In the rooms dedicated to Hoppers Eroticism the exhibition gathers some of his most significant images of women absorbed in contemplation, for the most part nude or partially undressed, alone in interiors. Together with the works in the section Artists Essence: Time, Space, Memory these works are a consummate representation of the artists aesthetic, his understated form of realism and above all his ability to reveal beauty in the most common subjects, often with a cinematographic slant that was much appreciated by the critics.

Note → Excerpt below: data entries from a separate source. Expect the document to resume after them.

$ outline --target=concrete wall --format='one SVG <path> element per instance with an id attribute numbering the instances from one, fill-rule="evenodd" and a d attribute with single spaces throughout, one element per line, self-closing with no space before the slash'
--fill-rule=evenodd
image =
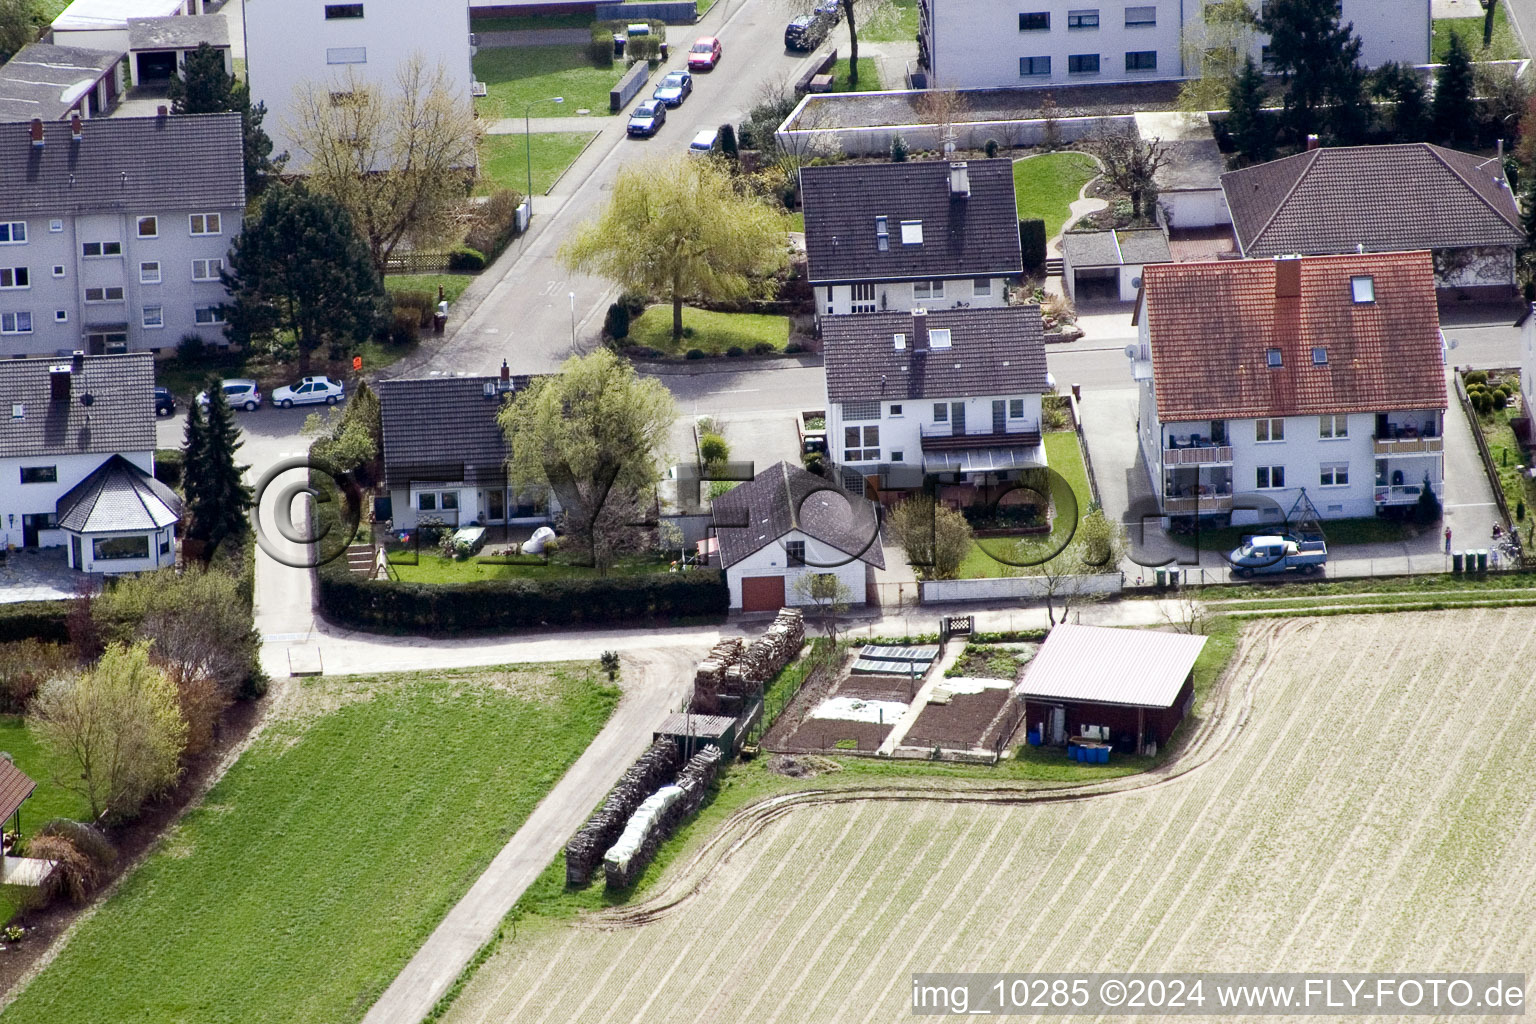
<path id="1" fill-rule="evenodd" d="M 462 481 L 450 483 L 418 482 L 411 484 L 408 488 L 392 488 L 389 496 L 393 512 L 392 522 L 394 529 L 413 530 L 423 516 L 436 516 L 449 526 L 468 526 L 471 523 L 497 526 L 502 524 L 529 526 L 552 522 L 555 514 L 560 510 L 560 503 L 555 501 L 554 496 L 551 495 L 546 502 L 545 507 L 548 511 L 545 513 L 527 516 L 518 515 L 516 514 L 517 509 L 512 504 L 511 499 L 513 495 L 511 490 L 503 489 L 502 507 L 511 514 L 504 519 L 490 519 L 488 518 L 490 512 L 489 495 L 495 491 L 496 488 L 494 487 L 477 487 Z M 423 492 L 437 495 L 436 499 L 434 499 L 437 505 L 435 510 L 422 511 L 420 505 Z M 444 494 L 455 495 L 458 508 L 445 511 L 442 507 L 442 496 Z"/>
<path id="2" fill-rule="evenodd" d="M 1487 288 L 1515 284 L 1515 250 L 1488 245 L 1434 252 L 1436 288 Z"/>
<path id="3" fill-rule="evenodd" d="M 962 350 L 963 351 L 963 350 Z M 932 358 L 932 357 L 930 357 Z M 851 469 L 867 468 L 873 471 L 882 463 L 910 466 L 921 469 L 923 465 L 922 431 L 924 428 L 931 430 L 945 430 L 949 428 L 949 420 L 939 420 L 935 415 L 935 406 L 942 405 L 949 415 L 953 416 L 951 405 L 954 402 L 965 403 L 966 429 L 972 433 L 988 431 L 992 426 L 992 403 L 994 401 L 1011 402 L 1014 399 L 1022 399 L 1024 402 L 1024 415 L 1010 417 L 1007 421 L 1012 430 L 1040 429 L 1040 396 L 1037 394 L 1022 395 L 978 395 L 970 398 L 902 398 L 900 401 L 892 400 L 880 403 L 880 418 L 878 420 L 849 420 L 843 406 L 838 402 L 827 403 L 827 447 L 831 449 L 831 455 L 841 465 Z M 865 427 L 878 426 L 880 429 L 879 455 L 874 459 L 862 459 L 850 462 L 846 457 L 848 446 L 845 445 L 844 429 L 857 426 L 860 428 L 860 450 L 867 450 L 863 444 L 862 431 Z M 901 456 L 897 458 L 897 456 Z"/>
<path id="4" fill-rule="evenodd" d="M 1536 416 L 1536 307 L 1529 307 L 1520 331 L 1521 415 Z"/>
<path id="5" fill-rule="evenodd" d="M 789 564 L 789 553 L 784 549 L 784 545 L 792 540 L 805 542 L 805 560 L 814 564 L 796 566 Z M 879 541 L 876 540 L 875 543 L 878 544 Z M 783 537 L 770 542 L 731 566 L 725 572 L 725 581 L 731 591 L 731 607 L 738 609 L 741 607 L 743 577 L 782 576 L 784 577 L 784 603 L 793 606 L 808 603 L 795 596 L 795 581 L 801 576 L 819 573 L 832 573 L 842 580 L 843 586 L 848 588 L 850 604 L 864 603 L 864 563 L 807 537 L 799 530 L 791 530 Z"/>
<path id="6" fill-rule="evenodd" d="M 1166 225 L 1174 228 L 1209 228 L 1232 223 L 1227 197 L 1218 185 L 1187 192 L 1163 192 L 1157 197 Z"/>
<path id="7" fill-rule="evenodd" d="M 934 298 L 931 294 L 925 298 L 916 298 L 911 281 L 881 281 L 876 282 L 875 312 L 905 312 L 913 309 L 955 309 L 961 306 L 990 307 L 1006 305 L 1005 296 L 1008 290 L 1006 277 L 986 278 L 988 282 L 985 292 L 978 294 L 976 289 L 977 278 L 959 277 L 942 282 L 944 288 L 943 298 Z M 821 285 L 813 288 L 816 293 L 816 315 L 836 316 L 843 313 L 854 312 L 853 289 L 851 284 Z M 860 309 L 858 312 L 867 313 L 868 309 Z"/>
<path id="8" fill-rule="evenodd" d="M 47 413 L 47 396 L 41 405 L 27 403 L 28 416 Z M 147 415 L 147 414 L 146 414 Z M 146 473 L 155 471 L 153 452 L 123 452 L 123 457 Z M 58 509 L 59 499 L 69 493 L 81 480 L 90 476 L 96 468 L 111 456 L 105 453 L 92 455 L 33 455 L 26 458 L 0 459 L 0 546 L 21 547 L 23 515 L 51 515 Z M 23 484 L 21 470 L 30 466 L 53 466 L 58 480 L 48 484 Z M 15 522 L 12 522 L 15 517 Z M 39 546 L 58 547 L 65 543 L 63 530 L 44 530 L 38 537 Z"/>
<path id="9" fill-rule="evenodd" d="M 79 564 L 75 561 L 75 538 L 68 536 L 69 564 L 71 568 L 82 569 L 85 572 L 99 572 L 106 574 L 124 572 L 150 572 L 176 564 L 176 538 L 175 527 L 167 526 L 160 530 L 119 532 L 119 533 L 93 533 L 82 535 L 80 541 Z M 96 557 L 97 544 L 117 537 L 142 537 L 146 542 L 149 554 L 144 558 L 98 558 Z"/>
<path id="10" fill-rule="evenodd" d="M 598 4 L 597 21 L 664 21 L 668 25 L 692 25 L 699 20 L 694 0 L 657 0 L 654 3 Z M 688 40 L 690 43 L 693 40 Z"/>
<path id="11" fill-rule="evenodd" d="M 1082 594 L 1118 594 L 1125 586 L 1125 577 L 1118 572 L 1098 573 L 1092 576 L 1073 576 L 1059 583 L 1056 596 L 1061 598 Z M 1005 576 L 982 580 L 924 580 L 917 585 L 921 604 L 943 604 L 948 601 L 1033 601 L 1046 595 L 1046 583 L 1039 576 Z"/>

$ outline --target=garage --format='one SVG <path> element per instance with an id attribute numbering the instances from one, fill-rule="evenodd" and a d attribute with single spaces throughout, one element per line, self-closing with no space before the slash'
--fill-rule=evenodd
<path id="1" fill-rule="evenodd" d="M 1172 263 L 1161 228 L 1068 231 L 1061 236 L 1062 284 L 1079 304 L 1134 302 L 1141 290 L 1141 268 Z"/>
<path id="2" fill-rule="evenodd" d="M 140 85 L 148 85 L 154 82 L 169 82 L 171 76 L 176 73 L 176 53 L 172 51 L 160 51 L 158 53 L 140 53 L 135 55 L 138 59 L 138 82 Z"/>
<path id="3" fill-rule="evenodd" d="M 743 576 L 741 578 L 742 611 L 776 612 L 783 607 L 783 576 Z"/>

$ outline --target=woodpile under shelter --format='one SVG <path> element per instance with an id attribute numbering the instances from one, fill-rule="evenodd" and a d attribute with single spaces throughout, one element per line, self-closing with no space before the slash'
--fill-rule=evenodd
<path id="1" fill-rule="evenodd" d="M 1046 744 L 1086 737 L 1155 753 L 1194 704 L 1204 646 L 1205 637 L 1187 633 L 1062 623 L 1014 691 L 1025 727 Z"/>
<path id="2" fill-rule="evenodd" d="M 736 750 L 736 719 L 725 715 L 693 715 L 680 711 L 668 715 L 651 734 L 652 740 L 671 740 L 684 758 L 713 743 L 726 754 Z"/>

Hopper has long been associated with atmospheric images of urban buildings and the people who inhabit them, but rather than skyscrapers emblems of the aspirations of the jazz age he preferred the dilapidated red facades of anonymous shops, and lesser-known bridges. Some of his favorite subjects are images of life in tranquil middle class apartments, often glimpsed through a window from a passing train, and settings like diners and movie theatres; images that have acquired iconic status, as in some of the famous masterpieces presented here: "Cape Cod Sunset" (1934), "Second Story Sunlight" (1960) and "A Woman in the Sun" (1961). Hopper also painted some stunning watercolors during summers spent in Gloucester (Massachusetts), in Maine, and in Truro (Cape Cod) as of 1930. The sea rarely features in these paintings, which show sun-baked sand dunes, lighthouses and humble cottages, enlivened by sensuous contrasts of light and shade; paintings which always hint at a story yet leave the motivations of the protagonists unclear.
The exhibition also features an important photographic, biographical and historical component, tracing American history from the 1920s to the 1960s: the Depression, the Kennedys, the boom years. An opportunity for greater insight into todays global recession and Barack Obamas America.